Anggota Komisi IV DPRD Jabar, Fraksi PDI Perjuangan, Hj. Iis Turniasih
info Atur ukuran teks artikel ini untuk mendapatkan pengalaman membaca terbaik.
ADIKARYA PARLEMEN
Hasanah.id – Proses pemeriksaan pasien yang diduga atau terjangkit virus corona di Jawa Barat terus meningkat.
Selain fokus pada penanganan pasien, Pemerintah Provinsi Jawa Barat juga berupaya disiplin dalam pengelolaan limbah medis bekas pakai. Salah satunya, Pemprov Jabar telah memerintahkan Badan Usaha Milik Daerah (BUMD) yang bergerak di bidang jasa pengolahan limbah medis, yakni PT Jasa Sarana, melalui PT Jasa Medivest.
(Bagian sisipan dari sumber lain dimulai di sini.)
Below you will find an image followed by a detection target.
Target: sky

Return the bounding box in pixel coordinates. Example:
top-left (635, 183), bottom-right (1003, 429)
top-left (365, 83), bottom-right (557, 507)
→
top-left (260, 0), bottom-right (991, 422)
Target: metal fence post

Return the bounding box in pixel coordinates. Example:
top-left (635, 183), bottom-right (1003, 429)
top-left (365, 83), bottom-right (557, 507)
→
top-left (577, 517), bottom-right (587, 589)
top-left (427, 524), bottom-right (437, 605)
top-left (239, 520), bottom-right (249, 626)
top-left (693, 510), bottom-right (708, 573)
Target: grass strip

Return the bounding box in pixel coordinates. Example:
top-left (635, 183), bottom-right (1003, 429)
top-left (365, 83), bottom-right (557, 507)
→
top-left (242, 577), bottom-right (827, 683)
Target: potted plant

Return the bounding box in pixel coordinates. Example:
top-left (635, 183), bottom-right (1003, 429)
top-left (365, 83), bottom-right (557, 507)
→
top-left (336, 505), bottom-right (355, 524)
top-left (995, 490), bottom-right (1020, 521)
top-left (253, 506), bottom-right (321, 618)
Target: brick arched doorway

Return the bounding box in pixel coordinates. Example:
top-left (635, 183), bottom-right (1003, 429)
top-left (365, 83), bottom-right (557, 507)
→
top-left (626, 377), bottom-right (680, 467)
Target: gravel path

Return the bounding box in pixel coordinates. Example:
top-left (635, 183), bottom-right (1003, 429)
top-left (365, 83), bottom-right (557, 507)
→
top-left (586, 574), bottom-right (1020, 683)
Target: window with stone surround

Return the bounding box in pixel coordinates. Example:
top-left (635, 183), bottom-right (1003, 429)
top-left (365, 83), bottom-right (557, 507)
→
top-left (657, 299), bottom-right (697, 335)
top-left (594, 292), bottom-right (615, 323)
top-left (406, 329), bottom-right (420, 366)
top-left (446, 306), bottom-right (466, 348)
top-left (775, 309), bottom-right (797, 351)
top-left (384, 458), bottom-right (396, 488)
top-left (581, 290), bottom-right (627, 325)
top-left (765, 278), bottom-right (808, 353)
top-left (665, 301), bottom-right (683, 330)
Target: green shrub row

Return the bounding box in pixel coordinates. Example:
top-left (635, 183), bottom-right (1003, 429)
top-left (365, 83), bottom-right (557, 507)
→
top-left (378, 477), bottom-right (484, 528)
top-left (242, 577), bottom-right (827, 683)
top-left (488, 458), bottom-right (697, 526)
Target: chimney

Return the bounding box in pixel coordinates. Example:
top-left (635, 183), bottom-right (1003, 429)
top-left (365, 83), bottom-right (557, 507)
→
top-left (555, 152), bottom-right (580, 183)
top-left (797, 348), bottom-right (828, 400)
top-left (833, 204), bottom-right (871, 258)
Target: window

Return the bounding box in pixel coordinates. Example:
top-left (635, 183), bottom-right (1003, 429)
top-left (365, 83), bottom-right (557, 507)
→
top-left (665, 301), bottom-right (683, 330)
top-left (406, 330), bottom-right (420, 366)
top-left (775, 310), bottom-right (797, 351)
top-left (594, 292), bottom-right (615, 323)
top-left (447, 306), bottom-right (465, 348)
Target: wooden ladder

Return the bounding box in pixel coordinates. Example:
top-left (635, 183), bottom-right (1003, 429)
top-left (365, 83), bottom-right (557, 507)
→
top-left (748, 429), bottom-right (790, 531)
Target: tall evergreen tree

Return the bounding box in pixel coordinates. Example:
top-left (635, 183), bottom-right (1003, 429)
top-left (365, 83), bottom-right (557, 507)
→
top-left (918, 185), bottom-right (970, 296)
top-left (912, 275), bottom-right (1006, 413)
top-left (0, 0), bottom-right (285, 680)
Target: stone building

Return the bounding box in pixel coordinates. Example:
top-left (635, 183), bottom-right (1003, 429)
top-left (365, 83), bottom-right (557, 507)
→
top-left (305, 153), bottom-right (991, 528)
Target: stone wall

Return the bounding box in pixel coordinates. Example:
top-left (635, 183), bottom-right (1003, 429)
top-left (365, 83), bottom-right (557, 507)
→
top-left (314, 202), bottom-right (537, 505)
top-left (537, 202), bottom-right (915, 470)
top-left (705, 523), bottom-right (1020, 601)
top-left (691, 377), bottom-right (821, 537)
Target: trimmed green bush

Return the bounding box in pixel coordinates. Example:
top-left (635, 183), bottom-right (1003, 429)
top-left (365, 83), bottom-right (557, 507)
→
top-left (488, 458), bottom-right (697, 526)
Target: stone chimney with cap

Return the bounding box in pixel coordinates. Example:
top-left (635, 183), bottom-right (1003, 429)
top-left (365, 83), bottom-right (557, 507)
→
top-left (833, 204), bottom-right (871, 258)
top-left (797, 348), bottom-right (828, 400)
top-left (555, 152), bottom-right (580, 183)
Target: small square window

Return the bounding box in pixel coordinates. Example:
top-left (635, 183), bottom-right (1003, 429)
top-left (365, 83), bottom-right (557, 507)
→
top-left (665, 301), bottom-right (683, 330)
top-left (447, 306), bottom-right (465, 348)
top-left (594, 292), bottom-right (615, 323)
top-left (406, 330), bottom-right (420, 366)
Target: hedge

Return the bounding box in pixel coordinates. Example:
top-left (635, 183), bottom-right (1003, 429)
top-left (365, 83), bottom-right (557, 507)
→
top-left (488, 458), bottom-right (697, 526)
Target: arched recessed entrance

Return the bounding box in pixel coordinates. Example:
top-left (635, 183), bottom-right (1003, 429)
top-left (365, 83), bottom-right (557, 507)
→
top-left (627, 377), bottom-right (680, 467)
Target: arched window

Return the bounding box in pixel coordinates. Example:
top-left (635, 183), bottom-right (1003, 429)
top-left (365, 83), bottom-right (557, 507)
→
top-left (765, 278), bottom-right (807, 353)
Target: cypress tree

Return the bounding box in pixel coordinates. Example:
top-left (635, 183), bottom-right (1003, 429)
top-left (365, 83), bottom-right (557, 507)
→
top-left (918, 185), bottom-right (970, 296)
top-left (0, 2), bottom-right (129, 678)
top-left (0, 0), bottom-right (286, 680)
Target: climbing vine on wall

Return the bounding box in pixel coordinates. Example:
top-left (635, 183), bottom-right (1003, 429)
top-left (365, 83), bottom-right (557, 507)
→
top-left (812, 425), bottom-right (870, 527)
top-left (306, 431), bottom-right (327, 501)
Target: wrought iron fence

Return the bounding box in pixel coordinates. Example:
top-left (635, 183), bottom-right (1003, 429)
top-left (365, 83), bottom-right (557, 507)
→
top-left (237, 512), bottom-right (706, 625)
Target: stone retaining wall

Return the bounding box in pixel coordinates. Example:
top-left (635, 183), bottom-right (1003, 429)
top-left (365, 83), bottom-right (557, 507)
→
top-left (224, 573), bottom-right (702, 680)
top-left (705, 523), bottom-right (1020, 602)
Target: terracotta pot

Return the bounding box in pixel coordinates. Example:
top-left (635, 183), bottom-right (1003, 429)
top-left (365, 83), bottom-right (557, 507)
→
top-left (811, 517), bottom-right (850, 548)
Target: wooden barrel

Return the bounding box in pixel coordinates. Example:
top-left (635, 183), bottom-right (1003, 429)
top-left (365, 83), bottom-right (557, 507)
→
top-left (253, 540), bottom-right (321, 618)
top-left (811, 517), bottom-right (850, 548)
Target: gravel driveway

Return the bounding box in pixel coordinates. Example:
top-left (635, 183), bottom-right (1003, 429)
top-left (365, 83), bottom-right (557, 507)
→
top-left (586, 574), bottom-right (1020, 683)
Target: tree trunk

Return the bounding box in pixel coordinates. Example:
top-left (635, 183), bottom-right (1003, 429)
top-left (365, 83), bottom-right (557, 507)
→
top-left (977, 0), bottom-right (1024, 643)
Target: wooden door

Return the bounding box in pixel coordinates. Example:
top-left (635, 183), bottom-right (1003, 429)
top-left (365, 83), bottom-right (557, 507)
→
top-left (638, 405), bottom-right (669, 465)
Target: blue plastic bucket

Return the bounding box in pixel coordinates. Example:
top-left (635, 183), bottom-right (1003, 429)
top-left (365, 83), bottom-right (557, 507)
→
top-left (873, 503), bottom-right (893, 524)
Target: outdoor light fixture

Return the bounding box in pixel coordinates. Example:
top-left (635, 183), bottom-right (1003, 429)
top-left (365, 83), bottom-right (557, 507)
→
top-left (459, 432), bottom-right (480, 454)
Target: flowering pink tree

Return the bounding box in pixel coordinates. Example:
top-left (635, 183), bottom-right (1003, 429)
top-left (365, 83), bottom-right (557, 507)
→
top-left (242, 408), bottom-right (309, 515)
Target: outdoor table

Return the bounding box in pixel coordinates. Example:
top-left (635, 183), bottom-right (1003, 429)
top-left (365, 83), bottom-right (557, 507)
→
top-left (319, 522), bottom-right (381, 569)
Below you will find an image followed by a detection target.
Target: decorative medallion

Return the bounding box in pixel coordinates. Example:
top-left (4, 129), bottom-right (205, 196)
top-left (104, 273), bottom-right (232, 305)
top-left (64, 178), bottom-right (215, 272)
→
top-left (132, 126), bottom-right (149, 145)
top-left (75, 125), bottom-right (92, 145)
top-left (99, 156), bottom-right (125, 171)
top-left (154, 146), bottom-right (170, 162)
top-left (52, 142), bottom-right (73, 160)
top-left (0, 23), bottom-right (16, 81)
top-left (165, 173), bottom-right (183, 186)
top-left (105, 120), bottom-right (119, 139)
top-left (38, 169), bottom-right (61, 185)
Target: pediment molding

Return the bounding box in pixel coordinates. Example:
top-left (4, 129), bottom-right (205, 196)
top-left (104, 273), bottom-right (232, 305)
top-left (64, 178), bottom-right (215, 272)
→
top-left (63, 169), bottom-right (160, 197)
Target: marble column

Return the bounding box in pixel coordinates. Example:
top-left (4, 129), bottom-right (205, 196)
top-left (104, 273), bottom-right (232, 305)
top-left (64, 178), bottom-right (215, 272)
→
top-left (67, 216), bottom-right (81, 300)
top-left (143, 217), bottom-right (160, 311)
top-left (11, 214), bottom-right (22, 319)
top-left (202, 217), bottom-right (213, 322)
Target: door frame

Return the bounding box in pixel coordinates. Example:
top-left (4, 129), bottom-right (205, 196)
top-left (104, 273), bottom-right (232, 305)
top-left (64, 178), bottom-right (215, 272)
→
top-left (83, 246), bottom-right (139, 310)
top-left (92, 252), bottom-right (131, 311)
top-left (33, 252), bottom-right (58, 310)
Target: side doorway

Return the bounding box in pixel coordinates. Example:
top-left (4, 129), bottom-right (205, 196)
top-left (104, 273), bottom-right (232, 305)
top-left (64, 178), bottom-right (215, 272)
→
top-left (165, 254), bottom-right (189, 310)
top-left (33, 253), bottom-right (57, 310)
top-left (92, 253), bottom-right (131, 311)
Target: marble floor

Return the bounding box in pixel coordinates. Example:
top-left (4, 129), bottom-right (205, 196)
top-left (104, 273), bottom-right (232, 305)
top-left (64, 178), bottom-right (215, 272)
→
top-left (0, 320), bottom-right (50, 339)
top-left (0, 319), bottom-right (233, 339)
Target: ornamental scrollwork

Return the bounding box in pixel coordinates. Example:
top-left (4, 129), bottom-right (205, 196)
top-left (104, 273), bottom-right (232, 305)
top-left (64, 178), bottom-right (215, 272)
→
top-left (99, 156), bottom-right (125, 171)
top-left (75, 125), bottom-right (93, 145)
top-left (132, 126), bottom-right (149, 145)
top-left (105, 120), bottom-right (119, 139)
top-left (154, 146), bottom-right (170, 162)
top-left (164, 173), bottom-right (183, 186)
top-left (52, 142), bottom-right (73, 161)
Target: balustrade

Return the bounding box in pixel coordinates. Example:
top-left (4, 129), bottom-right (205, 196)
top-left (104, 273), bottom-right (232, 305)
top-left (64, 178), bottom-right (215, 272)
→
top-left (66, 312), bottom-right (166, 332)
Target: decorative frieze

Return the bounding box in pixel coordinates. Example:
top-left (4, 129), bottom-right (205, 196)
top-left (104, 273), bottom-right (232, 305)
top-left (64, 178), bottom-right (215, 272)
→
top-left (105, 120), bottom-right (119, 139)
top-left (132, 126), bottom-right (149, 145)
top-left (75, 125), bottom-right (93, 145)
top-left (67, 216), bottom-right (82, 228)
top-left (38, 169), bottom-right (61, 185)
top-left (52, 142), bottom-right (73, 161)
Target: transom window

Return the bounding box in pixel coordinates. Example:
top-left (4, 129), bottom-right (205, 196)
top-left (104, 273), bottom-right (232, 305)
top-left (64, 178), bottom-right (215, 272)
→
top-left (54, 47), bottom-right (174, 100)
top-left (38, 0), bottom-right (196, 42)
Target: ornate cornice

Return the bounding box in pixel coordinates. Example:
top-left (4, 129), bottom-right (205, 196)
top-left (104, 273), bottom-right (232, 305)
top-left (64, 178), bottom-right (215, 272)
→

Baru ini sebuah foto yang memperlihatkan sampah medis, seperti Alat Pelindung Diri (APD) sejenis Hazmat (baju pelindung) beredar di sejumlah sosial media dan menjadi perbincangan warganet. Hal itu disebabkan sampah medis berada di Tempat Pembuangan Sampah (TPS) umum.
Menyoroti hal itu, Anggota DPRD provinsi Jawa Barat fraksi PDI Perjuangan, Hj. Iis Turniasih menilai pemerintah pusat maupun daerah kurang peduli dengan penanganan limbah medis yang terkesan asal-asalan. Pemerintah kurang pengawasan terhadap klinik, Puskesmas, dan rumah sakit.
Akibatnya, klinik hingga rumah sakit tersebut membuang limbah medis bekas Covid-19 tanpa dipilah dan diolah terlebih dahulu. Pasalnya, limbah medis bekas penanganan Covid-19 ditemukan dibuang di Tempat Pembuangan Akhir (TPA) di sejumlah kabupaten. Di sana limbah medis bercampur dengan limbah rumah tangga.